Господин Клод глубоко вздохнул. Казавшийся воплощением животной силы, он снова заговорил с удивительной нежностью:

— Похоже, я не создан для такого счастья, я обречен на проклятое одиночество! Но вспомните, госпожа Жильберта, я не злоупотреблял этим счастьем!.. Я виделся с ребенком только дважды в неделю… это были прекрасные дни, настоящие праздники!.. О, эти четверги и воскресенья! — добавил он, и его хмурое лицо осветилось улыбкой… — С каким наслаждением я снимал свое зловещее одеяние! С какой радостью на рассвете я облачался в костюм обычного горожанина, каким она меня знала!..

— Ну же, ну же, сударь, — гоните эти воспоминания, они вас убивают!..

— В каком упоении, — продолжал Клод, не слыша ее, — я спешил в Медону!.. С бьющимся сердцем я входил в сад. Добрая Симона ласково здоровалась со мной. А где же ребенок?.. Ах, вот он! Протянув свои маленькие ручки, девочка подбегает к нам, я обнимаю ее, подбрасываю вверх, она обхватывает меня за шею, со смехом забирается на плечи, дергает меня за волосы и лепечет, милая глупышка: «Матушка Симона, вот папа, любимый папа!..» Как же славно она смеялась…

Господин Клод закрыл лицо руками… Великан тихо плакал…

— Зачем вы разрываете себе сердце? — И госпожа Жильберта тоже всхлипнула.

— Мое сердце?.. О чем это вы? Малышка унесла его в своих ладошках, которые я так часто целовал!

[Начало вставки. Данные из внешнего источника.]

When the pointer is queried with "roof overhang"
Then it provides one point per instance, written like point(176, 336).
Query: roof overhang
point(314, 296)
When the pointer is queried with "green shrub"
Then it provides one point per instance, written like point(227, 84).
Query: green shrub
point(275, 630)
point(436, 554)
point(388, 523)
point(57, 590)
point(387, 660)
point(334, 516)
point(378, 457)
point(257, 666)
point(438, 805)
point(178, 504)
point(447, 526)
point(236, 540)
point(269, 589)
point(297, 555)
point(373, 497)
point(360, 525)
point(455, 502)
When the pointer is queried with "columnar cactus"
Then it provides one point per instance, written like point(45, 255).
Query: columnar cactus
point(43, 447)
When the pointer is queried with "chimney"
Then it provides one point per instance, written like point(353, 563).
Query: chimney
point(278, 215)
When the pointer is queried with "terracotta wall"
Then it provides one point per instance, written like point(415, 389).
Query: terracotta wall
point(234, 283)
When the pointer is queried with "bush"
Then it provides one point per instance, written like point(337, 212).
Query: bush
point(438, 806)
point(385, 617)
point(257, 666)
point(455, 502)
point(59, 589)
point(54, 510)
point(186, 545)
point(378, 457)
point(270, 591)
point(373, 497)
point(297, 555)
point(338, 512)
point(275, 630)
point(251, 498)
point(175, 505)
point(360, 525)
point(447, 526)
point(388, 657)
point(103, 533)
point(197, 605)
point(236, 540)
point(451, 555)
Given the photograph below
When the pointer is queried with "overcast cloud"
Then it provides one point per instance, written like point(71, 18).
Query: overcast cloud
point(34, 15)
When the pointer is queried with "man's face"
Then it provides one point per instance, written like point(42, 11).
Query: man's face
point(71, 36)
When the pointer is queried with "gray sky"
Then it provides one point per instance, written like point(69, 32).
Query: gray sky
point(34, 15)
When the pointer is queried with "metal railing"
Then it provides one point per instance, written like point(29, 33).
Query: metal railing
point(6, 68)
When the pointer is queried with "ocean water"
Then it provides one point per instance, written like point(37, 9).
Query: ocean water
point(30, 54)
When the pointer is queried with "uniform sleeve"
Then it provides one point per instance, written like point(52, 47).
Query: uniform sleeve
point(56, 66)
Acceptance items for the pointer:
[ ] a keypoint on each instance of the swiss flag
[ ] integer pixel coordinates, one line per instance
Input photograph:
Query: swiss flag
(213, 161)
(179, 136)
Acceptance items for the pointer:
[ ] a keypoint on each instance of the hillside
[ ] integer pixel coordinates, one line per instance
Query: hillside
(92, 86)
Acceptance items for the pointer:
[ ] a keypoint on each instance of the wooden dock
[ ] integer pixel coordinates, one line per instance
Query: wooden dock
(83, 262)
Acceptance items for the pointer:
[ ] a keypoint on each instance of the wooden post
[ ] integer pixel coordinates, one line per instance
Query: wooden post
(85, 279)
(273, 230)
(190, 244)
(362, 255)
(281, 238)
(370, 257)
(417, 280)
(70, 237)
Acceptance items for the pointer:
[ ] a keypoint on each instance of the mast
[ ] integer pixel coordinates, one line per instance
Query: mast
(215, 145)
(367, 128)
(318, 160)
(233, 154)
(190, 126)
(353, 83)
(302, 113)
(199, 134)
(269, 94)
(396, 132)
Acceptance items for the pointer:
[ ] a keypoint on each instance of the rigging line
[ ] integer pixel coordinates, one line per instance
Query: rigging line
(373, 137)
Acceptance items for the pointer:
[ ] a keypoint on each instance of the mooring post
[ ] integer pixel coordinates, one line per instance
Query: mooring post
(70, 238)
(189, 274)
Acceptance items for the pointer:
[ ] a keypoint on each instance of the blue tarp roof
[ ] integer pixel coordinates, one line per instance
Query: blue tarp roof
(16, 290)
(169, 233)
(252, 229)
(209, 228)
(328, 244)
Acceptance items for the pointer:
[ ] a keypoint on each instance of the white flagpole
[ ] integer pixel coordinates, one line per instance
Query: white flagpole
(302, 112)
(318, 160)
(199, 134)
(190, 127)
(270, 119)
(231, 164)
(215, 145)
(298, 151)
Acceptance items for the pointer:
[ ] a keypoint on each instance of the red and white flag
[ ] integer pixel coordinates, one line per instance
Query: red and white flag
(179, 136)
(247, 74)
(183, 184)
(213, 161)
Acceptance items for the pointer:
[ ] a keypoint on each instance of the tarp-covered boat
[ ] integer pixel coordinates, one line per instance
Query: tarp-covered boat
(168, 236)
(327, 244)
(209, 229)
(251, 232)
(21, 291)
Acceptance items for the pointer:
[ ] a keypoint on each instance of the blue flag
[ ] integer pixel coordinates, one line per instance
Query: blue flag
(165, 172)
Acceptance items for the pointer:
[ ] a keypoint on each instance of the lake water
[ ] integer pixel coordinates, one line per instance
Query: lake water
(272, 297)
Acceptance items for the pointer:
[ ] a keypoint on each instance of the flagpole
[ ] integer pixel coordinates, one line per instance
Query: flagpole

Однажды… Это был четверг, я запомнил его на всю жизнь… Он замечательно начинался, светило яркое солнце, шелестела листва… Я по обыкновению отправился в Медону. Вхожу в сад, зову, оглядываюсь по сторонам — нигде ни души. Ну что ж, говорю я себе, не стоит волноваться — наверное, Симона с девочкой пошли на Сену. Обожду в доме. Но что это? В комнатах все вверх дном, повсюду видны следы борьбы. Я испускаю дикий вопль, бегу к реке, долго и безуспешно обыскиваю лес… Никого! Обессиленный, вне себя от горя, я падаю без сознания… Когда я очнулся, то увидел незнакомую женщину, которая и помогла мне вернуться в Париж. С тех пор я не видел моей девочки! Где она? Что случилось с ней и Симоной? Единственное, что мне удалось узнать, так это то, что накануне их исчезновения в округе видели цыганский табор… Господи, как я не умер тогда?!